The environmental community has been talking about a carbon tax for many years. A carbon tax simply puts a price on carbon dioxide emissions, usually at a set rate per ton. That price can range from $15 a ton to caps of $50 a ton. When calculated out, that equates to 17-57 cents per gallon of E10 gasoline (10% ethanol gasoline). For CO2 emissions at coal fired power plants, or 1.5 to 5 cents per kilowatt hour in added tax or fee.

Many different plans have been discussed for implementing a carbon tax. Most involve industry paying at point of extraction a tax, or fee, and then receiving a payment, or dividend at the end of the year. This is often called a “Carbon Dividend”. This fee on fossil fuels such as coal, oil, and natural gas can be tricky as not all inventories are used in the same way. An example is that some oil is used for heating, some for gasoline, and other for plastics. Coal also has different carbon emissions depending on whether it is used for electricity generation or for steel manufacture. A Carbon Tax is set upon pricing resource extraction, not resource utilization.

What is an Emissions Tax?

An Emissions Tax is a new plan proposed by the founder of, Robert Tanguay. It aims to put a price on all pollution emissions, not just carbon dioxide. Initially focusing on Greenhouse Gas Emissions such as CO2, unlike Carbon Tax plans, it also includes Methane, Carbon Monoxide, Nitrous Oxide and Fluorinated Gases. While pricing of these emissions has not been fully discussed, it will be much higher than Carbon Tax proposals.
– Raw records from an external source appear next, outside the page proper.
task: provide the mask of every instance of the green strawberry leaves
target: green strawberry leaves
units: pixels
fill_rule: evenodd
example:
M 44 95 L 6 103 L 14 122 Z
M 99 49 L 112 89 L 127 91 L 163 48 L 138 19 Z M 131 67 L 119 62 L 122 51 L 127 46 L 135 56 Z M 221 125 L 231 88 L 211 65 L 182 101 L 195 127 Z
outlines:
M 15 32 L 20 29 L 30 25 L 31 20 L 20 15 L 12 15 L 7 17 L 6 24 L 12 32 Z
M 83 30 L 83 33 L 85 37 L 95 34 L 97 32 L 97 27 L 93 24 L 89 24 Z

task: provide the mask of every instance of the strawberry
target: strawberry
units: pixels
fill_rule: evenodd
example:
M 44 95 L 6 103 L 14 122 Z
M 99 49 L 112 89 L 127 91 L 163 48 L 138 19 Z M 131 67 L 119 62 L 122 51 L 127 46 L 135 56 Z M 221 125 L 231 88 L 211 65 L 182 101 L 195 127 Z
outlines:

Since pollution also causes health issues, an Emissions Tax would put a price on Particulate and Chemical Emissions, and eventually calculating the impact of electronic signals, and unnatural sound/light emissions. Go here for a complete list of the Types of Emissions that will be monitored. The moral argument is based on tort law – if a group or individual causes harm to another, they are responsible for compensating that damage.
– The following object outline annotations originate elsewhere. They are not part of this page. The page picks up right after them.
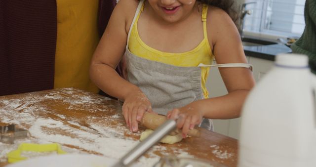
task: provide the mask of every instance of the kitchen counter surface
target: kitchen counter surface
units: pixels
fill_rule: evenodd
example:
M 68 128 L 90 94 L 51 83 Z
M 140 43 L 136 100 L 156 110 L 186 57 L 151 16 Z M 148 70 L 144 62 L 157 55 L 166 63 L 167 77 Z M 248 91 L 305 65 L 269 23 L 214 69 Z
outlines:
M 95 154 L 118 159 L 139 142 L 143 127 L 132 133 L 126 126 L 121 103 L 80 89 L 65 88 L 0 97 L 0 125 L 14 124 L 29 131 L 14 144 L 0 142 L 0 167 L 6 153 L 22 142 L 55 142 L 69 153 Z M 236 167 L 237 140 L 205 129 L 199 137 L 173 144 L 158 144 L 136 162 L 152 167 L 167 155 Z
M 246 56 L 274 61 L 276 56 L 280 53 L 292 52 L 290 48 L 283 44 L 274 44 L 260 46 L 244 46 Z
Unlike a Carbon Tax, an Emissions Tax would be added at point of consumption. In other words, pollution would be priced at point of emission. This is a far more precise method of pollution control only now available with today’s current technologies of internet enabled sensors, data analytics and artificial intelligence.

In order to balance the increased energy costs, a unique feature of an Emissions Tax would be to reduce income taxes. While this would have to be done federally, states could start by cutting sales tax or property taxes. This allows efficient consumers to experience savings throughout the year instead of bearing the full costs up front, waiting for an unknown dividend check yearly.

The final leg of an Emissions Tax is the reinvestment in infrastructure and social programs. This creates jobs. Machinery requires energy and energy kills jobs. Funds would be available to increase Social Security and Medicare plans to alleviate increased costs. More jobs would be created as human labor becomes more competitive when compared to polluting technology. A good example is a person using a rake compared to a leaf blower. While the rake takes longer, it is more accurate and less polluting in both sound and exhaust.


Incentives and the Environment

Read my new book, “Incentives and the Environment” to learn about why we hurt the environment (in parts for free) even though it is not the best for us.

Brief Comparison of a Carbon Tax and Emissions Tax

In essence, a Carbon Tax is narrow and only de-incentivizes a small percentage of pollution (CO2). I would argue that it will actually incentivize and further fund polluting industries and groups, but we will save that article for another day.

An Emissions Tax is all encompassing when it comes to pollution and the externalities that plague a capitalistic society. It rewards efficiency and provides incentive not to pollute, for all people, not just the elite interest. I hope you will come to the same conclusion.